These Entrepreneurs Are on a Mission to Save Luxury Scissors
Top, from left: Fennek 8" Italiano Classico kitchen scissors, Robuso’s Hoch Left-Handed 10" Tailor’s Shears, Pallarès 8" Profesional Cocina; bottom: Alpen 6.5" Grand Stork, Ernest Wright Kutrite, Robuso Wessi Vintage Trimmers.
Photographer: Kyoko Hamada for Bloomberg Businessweek
Maggie Fox and her husband, David Thomas, were on vacation in Lisbon in 2018, strolling and brainstorming business ideas, when they passed by a shop with a golden pair of stork-shaped shears in its window. “I looked at Dave,” Fox says, “and I said, ‘What about … scissors?’ ”
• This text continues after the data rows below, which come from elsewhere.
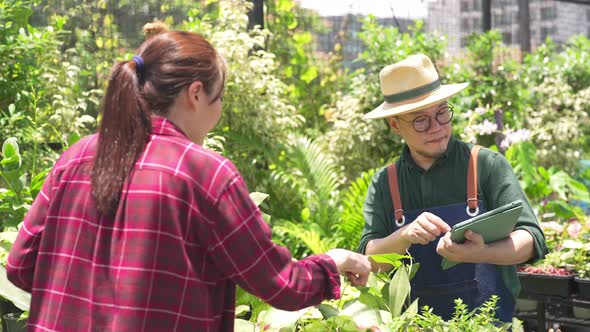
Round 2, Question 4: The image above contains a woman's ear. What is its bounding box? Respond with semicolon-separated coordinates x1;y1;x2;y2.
187;81;204;102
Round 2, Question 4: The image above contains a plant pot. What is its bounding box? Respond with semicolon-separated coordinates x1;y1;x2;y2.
574;277;590;301
516;298;539;312
518;272;574;297
2;313;27;332
574;305;590;319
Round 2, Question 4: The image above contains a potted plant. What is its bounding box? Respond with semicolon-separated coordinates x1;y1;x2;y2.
517;262;575;298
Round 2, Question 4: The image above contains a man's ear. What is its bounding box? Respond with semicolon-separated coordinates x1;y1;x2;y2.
385;116;399;134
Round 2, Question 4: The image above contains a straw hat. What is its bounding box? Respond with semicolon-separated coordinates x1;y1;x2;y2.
363;54;469;119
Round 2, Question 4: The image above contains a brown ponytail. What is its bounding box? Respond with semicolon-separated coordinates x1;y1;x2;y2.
92;60;151;216
92;26;225;217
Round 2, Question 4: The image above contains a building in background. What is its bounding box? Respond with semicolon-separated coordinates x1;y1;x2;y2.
316;14;414;69
426;0;590;54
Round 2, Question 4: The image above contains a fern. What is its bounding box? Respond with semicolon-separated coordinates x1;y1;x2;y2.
336;169;377;250
506;141;539;191
276;221;336;254
272;134;342;234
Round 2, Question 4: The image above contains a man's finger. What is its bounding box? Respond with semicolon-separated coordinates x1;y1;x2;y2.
424;213;451;233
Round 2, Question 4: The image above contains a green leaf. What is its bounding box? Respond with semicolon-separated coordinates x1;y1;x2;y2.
236;304;250;317
250;192;268;206
234;318;256;332
369;253;412;268
0;265;31;311
2;137;20;158
389;266;410;317
316;303;339;319
301;208;311;221
67;132;80;146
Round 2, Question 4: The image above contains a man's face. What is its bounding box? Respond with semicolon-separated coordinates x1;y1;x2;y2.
387;101;452;160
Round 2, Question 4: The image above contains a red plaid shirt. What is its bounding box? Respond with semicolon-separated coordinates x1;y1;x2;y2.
7;117;340;331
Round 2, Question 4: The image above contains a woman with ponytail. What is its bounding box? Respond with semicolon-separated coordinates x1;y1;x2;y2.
7;24;370;331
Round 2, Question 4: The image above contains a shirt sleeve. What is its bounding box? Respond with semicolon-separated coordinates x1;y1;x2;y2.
483;153;548;263
6;172;52;292
357;170;392;254
201;175;340;310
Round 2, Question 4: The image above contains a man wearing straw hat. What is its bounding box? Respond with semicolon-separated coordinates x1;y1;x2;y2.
359;54;547;322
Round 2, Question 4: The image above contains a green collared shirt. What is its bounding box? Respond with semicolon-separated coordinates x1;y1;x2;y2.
358;137;548;298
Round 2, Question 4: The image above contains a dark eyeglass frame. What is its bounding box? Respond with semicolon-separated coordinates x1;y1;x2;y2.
398;104;455;133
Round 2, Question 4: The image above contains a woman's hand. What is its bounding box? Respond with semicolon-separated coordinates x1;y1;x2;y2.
326;249;371;286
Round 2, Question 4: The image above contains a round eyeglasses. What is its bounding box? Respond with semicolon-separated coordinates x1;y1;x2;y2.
399;105;454;133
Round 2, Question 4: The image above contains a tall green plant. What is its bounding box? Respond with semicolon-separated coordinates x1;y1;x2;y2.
336;169;376;250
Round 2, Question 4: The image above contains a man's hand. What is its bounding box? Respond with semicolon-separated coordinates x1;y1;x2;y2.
401;212;451;244
436;230;486;263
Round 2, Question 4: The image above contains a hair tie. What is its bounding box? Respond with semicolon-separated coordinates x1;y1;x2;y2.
131;55;144;74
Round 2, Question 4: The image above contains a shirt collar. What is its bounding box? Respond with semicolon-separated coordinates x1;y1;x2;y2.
151;114;188;138
400;135;457;172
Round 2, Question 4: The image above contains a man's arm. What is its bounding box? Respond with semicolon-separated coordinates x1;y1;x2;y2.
437;150;547;265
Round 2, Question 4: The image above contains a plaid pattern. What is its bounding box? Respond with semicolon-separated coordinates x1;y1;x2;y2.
7;117;340;331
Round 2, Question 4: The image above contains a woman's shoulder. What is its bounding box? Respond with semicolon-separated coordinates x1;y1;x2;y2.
147;137;239;195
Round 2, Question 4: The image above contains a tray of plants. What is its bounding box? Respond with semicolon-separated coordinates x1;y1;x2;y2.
517;265;575;297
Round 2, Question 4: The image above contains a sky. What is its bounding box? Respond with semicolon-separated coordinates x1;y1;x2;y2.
298;0;432;18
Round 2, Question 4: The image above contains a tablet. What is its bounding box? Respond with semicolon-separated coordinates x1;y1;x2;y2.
441;200;522;270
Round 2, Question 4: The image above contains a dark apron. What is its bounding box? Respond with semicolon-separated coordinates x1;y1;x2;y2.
388;146;514;323
396;201;514;323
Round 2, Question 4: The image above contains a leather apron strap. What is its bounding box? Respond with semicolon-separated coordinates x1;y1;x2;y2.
387;145;481;225
467;145;481;210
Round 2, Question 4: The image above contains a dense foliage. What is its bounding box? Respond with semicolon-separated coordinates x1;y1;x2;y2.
0;0;590;329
Although expanding, it’s still a bit of an unexplored market. Ordinary household scissors have yet to generate the kind of profligate ardor that knives have garnered for decades. Sure, there are exceptions in a few niche areas: A pair of Sasuke bonsai scissors might set you back more than $30,000, and tiny, ornate embroidery shears fetch more than $600 a pair from the French Needle. But when it comes to the office or crafts or kitchen cutting, there’s a definite blind spot, even among the culinary cognoscenti, says Josh Donald, the co-owner of San Francisco’s Bernal Cutlery. “It’s not uncommon for someone to have nice knives and a crummy pair of kitchen shears,” he says.